Produziert von Corina Niebuhr
für den YouTube-Kanal des Stifterverbandes
(Sabine Doff)
Der Lehrerberuf ist der Beruf, mit dem man am stärksten Gesellschaft heute und morgen gestalten kann. Der Beruf bringt eine große Herausforderung mit sich, eine große Verantwortung und aber auch eine ungeheure Macht. Wenn man das schaffen würde, diese Bedeutung stärker sichtbar zu machen, dann wäre aus meiner Sicht auch die ganze Frage von Ansehen in der Gesellschaft oder, ja, Wertschätzung des Berufs, die wäre hinfällig.
(Wolf-Rüdiger Feldmann)
Wir brauchen für diesen Beruf vor dem Hintergrund seiner gesellschaftlichen Relevanz die besten Leute. Die brauchen wir an den Hochschulen als Ausbilder. Und solange in anderen Bereichen der wissenschaftlichen Ausbildung die Voraussetzungen besser sind, durch welche Gründe auch immer, gesellschaftliche Anerkennung, mehr Geld, was auch immer, gehen die besten Leute nicht ins Lehramt oder in die Lehrerausbildung. Wenn man es jetzt polemisch formulieren würde, dann ist die Lehrerausbildung in den letzten 15, 20, 30 Jahren ein Abfallprodukt der jeweiligen Fakultäten. Das Thema Anerkennung von Lehrern beginnt an der Uni. Die Didaktiker sind nicht die Zielgruppe, die dort am stärksten wertgeschätzt wird.
(Sabine Doff)
Also, erstmal würde ich gerne festhalten, dass ich glaube, dass das System der Lehrerausbildung in Deutschland schon ein sehr gutes ist und ein sehr fundiertes, auch im internationalen Vergleich. Die Verbindung zwischen Schule und Hochschule könnte an vielen Punkten sicher besser sein, und wir könnten sie besser ausgestalten. Ich denke aber, dass da viel bewegt wird im Moment.
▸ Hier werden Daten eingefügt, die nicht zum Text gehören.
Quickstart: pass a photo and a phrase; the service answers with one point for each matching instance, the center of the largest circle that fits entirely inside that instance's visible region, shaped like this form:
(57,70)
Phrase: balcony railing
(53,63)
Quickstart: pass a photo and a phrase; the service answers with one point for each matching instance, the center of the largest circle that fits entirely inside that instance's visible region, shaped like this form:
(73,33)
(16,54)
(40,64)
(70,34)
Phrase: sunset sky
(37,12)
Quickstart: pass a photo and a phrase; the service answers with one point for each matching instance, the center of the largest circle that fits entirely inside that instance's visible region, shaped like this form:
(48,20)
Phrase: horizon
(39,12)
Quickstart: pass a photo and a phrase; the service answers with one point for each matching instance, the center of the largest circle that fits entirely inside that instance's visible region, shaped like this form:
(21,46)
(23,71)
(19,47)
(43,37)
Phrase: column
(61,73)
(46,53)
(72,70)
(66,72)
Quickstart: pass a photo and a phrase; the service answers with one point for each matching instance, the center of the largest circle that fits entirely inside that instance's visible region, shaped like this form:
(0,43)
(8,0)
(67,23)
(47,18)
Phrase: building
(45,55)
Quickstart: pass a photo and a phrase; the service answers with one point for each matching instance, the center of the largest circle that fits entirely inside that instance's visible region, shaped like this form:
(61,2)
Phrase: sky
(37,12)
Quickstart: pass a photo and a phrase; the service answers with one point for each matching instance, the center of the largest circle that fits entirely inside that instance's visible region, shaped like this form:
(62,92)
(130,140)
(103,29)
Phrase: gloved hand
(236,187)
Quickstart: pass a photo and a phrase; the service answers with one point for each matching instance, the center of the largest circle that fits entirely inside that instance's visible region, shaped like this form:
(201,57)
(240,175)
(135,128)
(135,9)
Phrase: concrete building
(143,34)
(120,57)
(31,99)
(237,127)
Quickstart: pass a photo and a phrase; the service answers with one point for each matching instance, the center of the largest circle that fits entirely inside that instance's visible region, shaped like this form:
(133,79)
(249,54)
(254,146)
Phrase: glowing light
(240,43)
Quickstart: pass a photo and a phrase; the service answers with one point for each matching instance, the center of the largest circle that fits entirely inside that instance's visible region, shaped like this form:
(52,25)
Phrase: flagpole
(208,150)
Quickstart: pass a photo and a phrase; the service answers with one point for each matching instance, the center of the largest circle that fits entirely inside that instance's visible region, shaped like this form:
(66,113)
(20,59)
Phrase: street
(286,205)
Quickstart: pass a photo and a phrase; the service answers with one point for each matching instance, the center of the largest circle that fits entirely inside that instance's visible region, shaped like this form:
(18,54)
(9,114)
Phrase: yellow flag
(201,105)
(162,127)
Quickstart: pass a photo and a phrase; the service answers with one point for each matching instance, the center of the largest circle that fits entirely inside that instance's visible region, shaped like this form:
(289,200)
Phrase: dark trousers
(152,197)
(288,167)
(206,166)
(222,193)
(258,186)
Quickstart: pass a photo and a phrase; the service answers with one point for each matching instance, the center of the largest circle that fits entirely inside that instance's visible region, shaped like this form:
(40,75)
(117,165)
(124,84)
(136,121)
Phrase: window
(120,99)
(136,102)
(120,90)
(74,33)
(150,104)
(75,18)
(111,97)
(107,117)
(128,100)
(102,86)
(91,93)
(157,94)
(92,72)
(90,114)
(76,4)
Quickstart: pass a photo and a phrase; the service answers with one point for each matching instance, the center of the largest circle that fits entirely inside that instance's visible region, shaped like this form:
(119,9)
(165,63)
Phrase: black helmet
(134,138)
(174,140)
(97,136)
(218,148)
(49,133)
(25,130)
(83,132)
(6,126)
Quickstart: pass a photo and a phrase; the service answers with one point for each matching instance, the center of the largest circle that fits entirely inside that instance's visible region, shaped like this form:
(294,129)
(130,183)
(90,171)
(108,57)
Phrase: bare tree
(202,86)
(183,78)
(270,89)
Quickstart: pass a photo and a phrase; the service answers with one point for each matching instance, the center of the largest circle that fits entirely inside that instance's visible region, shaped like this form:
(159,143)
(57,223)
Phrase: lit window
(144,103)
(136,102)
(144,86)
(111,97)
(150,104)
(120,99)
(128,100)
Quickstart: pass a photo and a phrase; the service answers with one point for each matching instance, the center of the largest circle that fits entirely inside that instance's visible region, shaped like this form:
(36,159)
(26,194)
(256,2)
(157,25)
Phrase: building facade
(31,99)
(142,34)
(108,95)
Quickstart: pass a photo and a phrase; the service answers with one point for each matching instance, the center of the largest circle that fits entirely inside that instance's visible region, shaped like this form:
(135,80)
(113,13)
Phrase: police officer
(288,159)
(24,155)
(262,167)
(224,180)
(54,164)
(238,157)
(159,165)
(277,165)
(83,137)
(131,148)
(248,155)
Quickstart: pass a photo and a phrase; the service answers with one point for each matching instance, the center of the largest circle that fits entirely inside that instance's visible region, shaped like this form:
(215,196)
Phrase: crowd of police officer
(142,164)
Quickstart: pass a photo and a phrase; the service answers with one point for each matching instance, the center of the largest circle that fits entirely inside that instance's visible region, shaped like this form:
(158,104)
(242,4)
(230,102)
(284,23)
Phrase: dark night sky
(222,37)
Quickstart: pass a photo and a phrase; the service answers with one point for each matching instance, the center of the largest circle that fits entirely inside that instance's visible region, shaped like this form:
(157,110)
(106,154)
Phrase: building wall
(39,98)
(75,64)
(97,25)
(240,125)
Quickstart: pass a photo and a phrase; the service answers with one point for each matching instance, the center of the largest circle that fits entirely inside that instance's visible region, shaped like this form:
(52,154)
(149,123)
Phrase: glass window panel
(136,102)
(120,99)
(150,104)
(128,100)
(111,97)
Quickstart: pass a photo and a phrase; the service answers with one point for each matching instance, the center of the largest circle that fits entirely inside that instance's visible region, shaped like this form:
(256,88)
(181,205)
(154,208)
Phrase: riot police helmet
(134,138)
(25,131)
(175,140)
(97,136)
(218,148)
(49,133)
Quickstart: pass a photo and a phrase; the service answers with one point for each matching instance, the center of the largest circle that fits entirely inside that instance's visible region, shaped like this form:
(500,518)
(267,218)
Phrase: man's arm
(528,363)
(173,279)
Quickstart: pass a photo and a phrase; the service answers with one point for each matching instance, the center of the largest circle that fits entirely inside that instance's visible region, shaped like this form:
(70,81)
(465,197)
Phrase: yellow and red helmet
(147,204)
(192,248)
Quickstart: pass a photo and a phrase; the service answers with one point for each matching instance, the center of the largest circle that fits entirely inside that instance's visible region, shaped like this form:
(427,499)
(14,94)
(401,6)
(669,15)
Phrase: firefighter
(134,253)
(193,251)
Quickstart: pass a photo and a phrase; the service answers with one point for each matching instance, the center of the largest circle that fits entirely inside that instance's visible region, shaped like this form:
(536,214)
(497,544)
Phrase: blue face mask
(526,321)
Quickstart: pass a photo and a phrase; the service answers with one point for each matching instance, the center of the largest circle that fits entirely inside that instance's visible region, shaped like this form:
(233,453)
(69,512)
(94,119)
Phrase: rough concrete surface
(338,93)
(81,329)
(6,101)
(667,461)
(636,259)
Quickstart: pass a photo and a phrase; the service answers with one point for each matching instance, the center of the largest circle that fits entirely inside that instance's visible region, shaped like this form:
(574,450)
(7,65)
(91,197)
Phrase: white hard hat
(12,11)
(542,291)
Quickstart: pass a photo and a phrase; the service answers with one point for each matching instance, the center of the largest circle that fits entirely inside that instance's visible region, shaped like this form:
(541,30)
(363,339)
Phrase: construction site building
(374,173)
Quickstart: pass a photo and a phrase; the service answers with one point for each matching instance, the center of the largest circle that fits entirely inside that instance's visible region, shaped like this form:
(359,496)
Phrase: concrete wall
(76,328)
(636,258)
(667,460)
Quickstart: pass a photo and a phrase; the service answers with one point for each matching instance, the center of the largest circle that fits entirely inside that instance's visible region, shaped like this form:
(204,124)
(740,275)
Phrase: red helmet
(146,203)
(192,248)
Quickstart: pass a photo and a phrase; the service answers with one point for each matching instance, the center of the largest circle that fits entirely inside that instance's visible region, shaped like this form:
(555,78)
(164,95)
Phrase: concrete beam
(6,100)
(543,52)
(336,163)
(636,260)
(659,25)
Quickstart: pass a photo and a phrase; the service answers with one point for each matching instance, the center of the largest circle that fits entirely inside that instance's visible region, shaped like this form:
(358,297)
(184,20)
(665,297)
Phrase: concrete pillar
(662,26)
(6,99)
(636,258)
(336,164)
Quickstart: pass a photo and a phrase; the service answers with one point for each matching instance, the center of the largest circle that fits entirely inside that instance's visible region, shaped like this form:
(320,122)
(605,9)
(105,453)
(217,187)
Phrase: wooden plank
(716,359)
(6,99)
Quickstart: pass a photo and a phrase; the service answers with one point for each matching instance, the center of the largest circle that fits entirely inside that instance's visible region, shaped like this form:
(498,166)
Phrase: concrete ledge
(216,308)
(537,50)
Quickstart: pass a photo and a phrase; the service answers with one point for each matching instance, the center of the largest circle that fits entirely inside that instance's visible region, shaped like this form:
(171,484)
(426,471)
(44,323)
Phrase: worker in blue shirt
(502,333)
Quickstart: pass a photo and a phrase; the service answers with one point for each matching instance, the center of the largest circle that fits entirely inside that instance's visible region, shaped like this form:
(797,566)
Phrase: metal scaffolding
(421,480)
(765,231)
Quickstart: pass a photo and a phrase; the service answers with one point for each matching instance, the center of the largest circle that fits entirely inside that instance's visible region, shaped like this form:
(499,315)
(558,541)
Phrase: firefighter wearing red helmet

Mir geht es darum, dass in der ersten Phase der Ausbildung zukünftige Lehrkräfte früh lernen, Theorie und Praxis aufeinander zu beziehen und es als wechselseitig befruchtendes Verhältnis auch zu gestalten. Ich meine damit, dass man sich genau überlegt, wer in dieser Theorie-Praxis-Verknüpfung welche Ressourcen hat, Lehrkräfte bestimmte Expertise, die können sagen: Das funktioniert oder das funktioniert nicht in der achten Klasse im Fach Biologie. Das können Studierende nicht. Studierende haben aber möglicherweise oder ganz sicher sogar mehr Zeit, Aufgabenformate zu entwickeln.
(Wolf-Rüdiger Feldmann)
Die Möglichkeiten, sich überhaupt beruflich fortzubilden, sind nicht breiter geworden, sondern schmaler. Und da wir um dieses staatliche Defizit wissen, haben wir uns ganz bewusst entschieden, eben mal dieses Format der Cornelsen-Sommeruni aufzulegen. Wir bieten den Raum, sich geschützt mit anderen auszutauschen, sich selbst zu reflektieren, dazuzulernen und sich selbst die Frage zu stellen: Was nehme ich mir eigentlich fürs nächste halbe oder fürs nächste Jahr vor? Wie kann ich mich, meine Klasse, meine Schule, mein Kollegium, welchen Beitrag kann ich dazu leisten, das weiterzuentwickeln?
(Sabine Doff)
Wenn man sich anguckt, wo sind sozusagen Schulterschlüsse unbedingt erforderlich, müsste man auf jeden Fall sich einen dritten Bereich angucken, und das ist die Bildungspolitik. Es wird Reform nach Reform sozusagen abgehandelt, und die Lehrkräfte und auch die Lehrerausbildung laufen diesen Reformen nur noch hinterher. Ich würde mir aber wünschen, dass das in einem stärkeren Zusammenwirken stattfinden kann. Die Idee, dass man Reformen machen kann und dann die Schule wie so ein Labor quasi hinterherzieht, das ist komplett verantwortungslos.
(Wolf-Rüdiger Feldmann)
Warum gibt es in Deutschland keinen bundeslandübergreifenden Standard für die Ausbildung zum Lehrer? Und zwar nicht als Minimalkonsens, sondern als Maximalanforderung an die Universitäten, an die Seminare, an die ausbildenden Schulen. Warum gibt es keine Initiative der Wissenschaft zu sagen: Wir verständigen uns mal auf einen solchen Kanon und sagen: Das ist das, was wir erreichen wollen!